В начале их отношений существовал определенный баланс между желанием Джады отдавать и умением Клинтона делать деньги. Да и великолепный секс добавлял равновесия. Увы, все это было в прошлом. За последние пять лет Клинтон не заработал ни цента, а любовью они не занимались без малого три года за единственным исключением на Рождество, когда оба хватили лишку, потеряли голову и в результате получили Шерили. К тому времени Джада уж и забыла, что такое секс, соответственно и о защите не подумала. Сама мысль о том, чтобы уничтожить собственное дитя, ей была невыносима. Джада молилась день и ночь, и всевышний внял ее мольбам: Шерили – прелестный ребенок, тихая и светлая, как солнечный лучик. Даже Клинтон поначалу демонстрировал восторг и кипучую деятельность. Но надолго его не хватило, и месяц назад он вдруг рассказал ей о своем новом романе, чего раньше никогда не делал.
– Джада, мы же с тобой уже обо всем поговорили. Прошу тебя, потерпи. Ты мне нужна…
Нужна? Черт возьми, она так давно и так сильно ему нужна, что сил ее больше нет радоваться собственной нужности! Отдавать себя детям – так же легко и естественно, как дышать, но та же самоотдача по отношению к тридцатичетырехлетнему здоровому, сильному мужику абсолютно ненормальна. А если и нормальна, все равно плевать. Устала до чертиков!
– Угу. Еще как нужна. А любишь ты ее, сам сказал. Вот и отправляйся к ней. И нуждайся в ней!
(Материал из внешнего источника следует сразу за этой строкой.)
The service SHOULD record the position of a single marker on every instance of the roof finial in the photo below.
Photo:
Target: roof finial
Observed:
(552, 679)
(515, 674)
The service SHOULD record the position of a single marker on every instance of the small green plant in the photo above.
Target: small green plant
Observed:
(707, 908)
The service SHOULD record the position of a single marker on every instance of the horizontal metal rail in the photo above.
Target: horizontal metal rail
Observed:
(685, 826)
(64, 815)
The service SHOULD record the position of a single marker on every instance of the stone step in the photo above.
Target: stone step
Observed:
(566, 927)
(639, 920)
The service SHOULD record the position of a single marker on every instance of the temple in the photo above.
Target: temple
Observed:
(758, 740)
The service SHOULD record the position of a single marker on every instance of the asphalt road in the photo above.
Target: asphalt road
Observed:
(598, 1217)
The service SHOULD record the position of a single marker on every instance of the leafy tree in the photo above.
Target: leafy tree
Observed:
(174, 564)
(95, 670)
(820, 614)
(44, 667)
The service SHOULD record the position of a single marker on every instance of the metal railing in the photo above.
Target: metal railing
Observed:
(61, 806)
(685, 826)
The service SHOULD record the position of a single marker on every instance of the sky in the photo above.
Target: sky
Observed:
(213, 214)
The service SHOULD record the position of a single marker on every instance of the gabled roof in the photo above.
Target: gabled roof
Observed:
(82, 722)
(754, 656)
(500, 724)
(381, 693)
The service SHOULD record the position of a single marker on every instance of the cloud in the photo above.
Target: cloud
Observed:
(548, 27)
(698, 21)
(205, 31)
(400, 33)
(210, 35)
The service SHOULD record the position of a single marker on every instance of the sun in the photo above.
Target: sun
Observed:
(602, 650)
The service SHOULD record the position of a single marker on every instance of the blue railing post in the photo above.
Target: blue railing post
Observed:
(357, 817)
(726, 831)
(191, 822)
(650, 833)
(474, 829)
Джада знала, что Тоня Грин, новая пассия Клинтона, такая же безработная, как и он. Она воспевала любовь к детям, хотя двое ее собственных, по дошедшим до Джады слухам, жили с бабушкой. Чем она, интересно, целый день занимается? Если верить тем же слухам, слывет набожной прихожанкой. В воскресной школе преподает? На собрания общины ходит? Шатается по барам в поисках не обремененных моралью мужей? Или чередует? Скажем, понедельник, среда, пятница – молитвы. Вторник, четверг, суббота – жатва результатов этих молитв.
Джада, не удержавшись, фыркнула. Самое забавное, что физическая сторона – то бишь секс Клинтона и Тони – ее ни капельки не трогала. Десять лет назад она с ума сходила бы от ревности, в полной уверенности, что для нее ничего нет в жизни важнее секса с Клинтоном. Сейчас она вспоминала о постели, разве что когда ложилась спать рядом с мужем. Была бы лишняя спальня, перебралась бы, не задумываясь. Уж слишком она устала и разочаровалась в муже, чтобы его хотеть. У Джады больше не было ни малейшего желания заниматься с Клинтоном любовью, как уже не было желания о нем заботиться.
Но ей была жизненно необходима прочная семья; только ради нее она и пахала на износ. Джада мечтала жить в этом доме, отделку которого Клинтон начал, да так и не закончил; мечтала, чтобы их дети освоились в округе и в школе; чтобы Шавонна выиграла соревнования по фигурному катанию и пошла на бал победителей, а Кевон подтянулся по математике, получил грант и поступил в престижный колледж. Она мечтала исполнить данную вместе с Клинтоном перед алтарем клятву – не лишать их детей отца. Клинтон был нужен им всем. В конце концов, ведь он обещал помочь ей вырастить детей! О том, что собой представляет их брак, Джада старалась не думать – какой в этом толк? Но разговор… нет, разговор необходим! Плохо только, что она так чертовски вымотана. Усталость будто сроднилась с ней.